December 11, 2014, with today's vote of 85 to 14 for ending debate on the FY-2015 National Defense Authorization Act, the one percent pay raise for the military is just one more vote and signature, the President's, away from being final. The Senate should vote passage tomorrow, and the President Obama is expected to approve and sign the bill into law before Christmas. The raise will be effective January 1, 2015.
October 28, 2014, marked just one week before the national midterm elections. This election sees 33 of the United States Senate and the House's full 435 seats hit the voting block. One area that each member seeking reelection had an opportunity to do before both houses started the current break was attempt to make headway toward ensuring military members receive the full 1.8% raise as U.S. Code Title 37 dictates. The Senate Armed Services Committee's bill accepts the President's one percent raise through inaction. The House's version calls for the 1.8% raise, but failed to find the required cuts to pay for it. So, expect the one percent military pay raise for 2015 to carry the day -- just as it did last year.
On September 18, Congress began its recess so members can continue their campaign for reelection. The President's proposed one percent pay raise for the military remains the expected outcome, and will be implemented on January 1, 2015 unless Congress specifically mandates a different amount in the 2015 National Defense Authorization Act. Congress is expected to return to work on November 12. Points of contention beyond the pay raise will be Basic Allowance for Housing rates, and Tricare heath insurance rates. With reduced compensation apparent within the DoD budget, at least within the Veteran's Administration budget, benefits like the home loan guarantee and disability compensation, etc., do not appear to be on the table for change.
On August 29, President Obama notified Congress that he wants a one percent basic pay cap for 2015. Barring a Congressional mandate to provide for more, expect the one percent raise to stand. So far, the 2015 pay raise procedures have mirrored last year's process that also ended in just a one percent basic pay raise for the active duty and Reserve components of the Army, Navy, Air Force, Marine Corps, and Coast Guard.

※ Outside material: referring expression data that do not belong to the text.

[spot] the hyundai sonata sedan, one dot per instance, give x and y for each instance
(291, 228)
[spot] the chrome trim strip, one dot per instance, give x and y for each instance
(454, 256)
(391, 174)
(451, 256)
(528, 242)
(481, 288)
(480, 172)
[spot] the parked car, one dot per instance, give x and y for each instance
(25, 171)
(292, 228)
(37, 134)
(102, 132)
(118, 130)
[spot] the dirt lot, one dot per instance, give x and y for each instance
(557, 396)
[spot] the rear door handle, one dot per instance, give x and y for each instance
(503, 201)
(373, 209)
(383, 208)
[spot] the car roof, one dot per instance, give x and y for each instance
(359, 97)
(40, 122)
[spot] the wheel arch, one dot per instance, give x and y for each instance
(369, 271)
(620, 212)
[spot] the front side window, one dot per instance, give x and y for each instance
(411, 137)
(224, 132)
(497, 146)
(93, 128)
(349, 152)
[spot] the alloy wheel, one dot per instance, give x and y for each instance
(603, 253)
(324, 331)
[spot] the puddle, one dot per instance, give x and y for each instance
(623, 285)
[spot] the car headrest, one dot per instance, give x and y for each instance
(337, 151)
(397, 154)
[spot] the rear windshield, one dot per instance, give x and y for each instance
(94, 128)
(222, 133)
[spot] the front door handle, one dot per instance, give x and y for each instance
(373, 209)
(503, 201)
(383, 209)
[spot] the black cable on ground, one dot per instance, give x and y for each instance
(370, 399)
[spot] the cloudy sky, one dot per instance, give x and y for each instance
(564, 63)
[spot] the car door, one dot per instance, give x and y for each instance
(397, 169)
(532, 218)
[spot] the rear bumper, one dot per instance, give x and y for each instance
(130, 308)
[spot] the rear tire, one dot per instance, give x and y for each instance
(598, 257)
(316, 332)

On May 23, the Senate Armed Services Committee released their mark-up of the National Defense Authorization Act, 2015, and in it contains a recommendation for a 1% military basic pay raise which is in-line with the President's proposal (with pay freeze for pay grades O-7 though O-10). The bill will be debated in the full Senate where the 1% is expected to carry, and the difference with the House's version of 1.8% will have to be worked out in conference.

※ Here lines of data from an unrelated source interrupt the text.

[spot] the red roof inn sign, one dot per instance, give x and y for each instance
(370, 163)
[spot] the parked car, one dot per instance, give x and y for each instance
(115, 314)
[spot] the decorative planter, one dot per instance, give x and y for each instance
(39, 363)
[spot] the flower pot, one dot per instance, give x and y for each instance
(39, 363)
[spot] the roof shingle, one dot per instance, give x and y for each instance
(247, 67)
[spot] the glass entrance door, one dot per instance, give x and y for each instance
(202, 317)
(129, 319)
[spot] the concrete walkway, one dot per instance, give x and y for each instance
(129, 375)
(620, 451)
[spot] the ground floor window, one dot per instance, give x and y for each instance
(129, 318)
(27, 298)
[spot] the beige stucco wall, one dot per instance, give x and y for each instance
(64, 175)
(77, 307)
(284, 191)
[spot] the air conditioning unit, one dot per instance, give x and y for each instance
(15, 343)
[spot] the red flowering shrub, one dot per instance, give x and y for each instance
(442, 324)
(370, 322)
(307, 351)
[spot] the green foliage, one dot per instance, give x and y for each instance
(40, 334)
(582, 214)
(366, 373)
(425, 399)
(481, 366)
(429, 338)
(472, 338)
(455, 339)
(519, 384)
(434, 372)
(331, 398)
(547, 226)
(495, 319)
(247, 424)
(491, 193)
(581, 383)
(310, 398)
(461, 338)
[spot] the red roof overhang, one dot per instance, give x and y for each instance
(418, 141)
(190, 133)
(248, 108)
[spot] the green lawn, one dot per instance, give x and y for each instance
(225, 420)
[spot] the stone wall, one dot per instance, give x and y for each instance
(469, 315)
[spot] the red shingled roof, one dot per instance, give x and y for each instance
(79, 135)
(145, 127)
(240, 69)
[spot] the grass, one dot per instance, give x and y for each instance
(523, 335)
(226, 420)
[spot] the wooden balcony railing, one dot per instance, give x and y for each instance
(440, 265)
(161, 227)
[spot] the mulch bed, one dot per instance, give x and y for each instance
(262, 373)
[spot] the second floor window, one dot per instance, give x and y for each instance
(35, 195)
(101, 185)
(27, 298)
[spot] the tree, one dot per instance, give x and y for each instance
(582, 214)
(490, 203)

On May 22, the House of Representatives passed the National Defense Authorization Act, 2015, by a vote of 325 to 98. The bill contains the 1.8% increase to basic pay per current law, and it is 0.8% above what was contained in the President's proposal. The House's bill will have to be reconciled with the one produced in the Senate which is expected to be debated within the next few weeks.
On March 4, 2014, President Obama released his Department of Defense budget proposal for fiscal year 2015. It will once again breaks with Title 37 of the United States Code that directs the use of the Employment Cost Index (ECI). The President will utilize the Department of Defense's input for basic pay with his proposal for a just one percent military pay increase for 2015; eight tenths of one percent below the 1.8% mandated by Title 37.
On November 19, 2013, the Employment Cost Index was released. Per Title 37 of the United States Code, the 1.8% increase in Private Sector Wage and Salary figure should be used to increase the military pay for 2015.
When the Department of Defense Green Book for FY-2013 was released, it laid out a five year plan for military pay. For 2015, DoD reportedly plans to propose to congress a half percent pay raise that would break away from the current law that dictates adjustment in military pay shall an increase at the percentage of the Employment Cost Index (ECI) for the base quarter of the year before the preceding year, "[the] three-month period ending on September 30 of such year."
Current Congressional Budget Office estimates have the ECI that would affect 2015 pay at 3.3%. The Department of Defense desires a minuscule 0.5% 2015 military pay raise. The pay scales above originally reflected DoD's desire for .5% for 2015. If these numbers hold true, the military would once again begin to see a gap in pay as compared to civilian counterparts.
Date Page Published: November 19, 2013.
Date Page Modified: December 19, 2014.
Date Page Last Reviewed: September 26, 2015.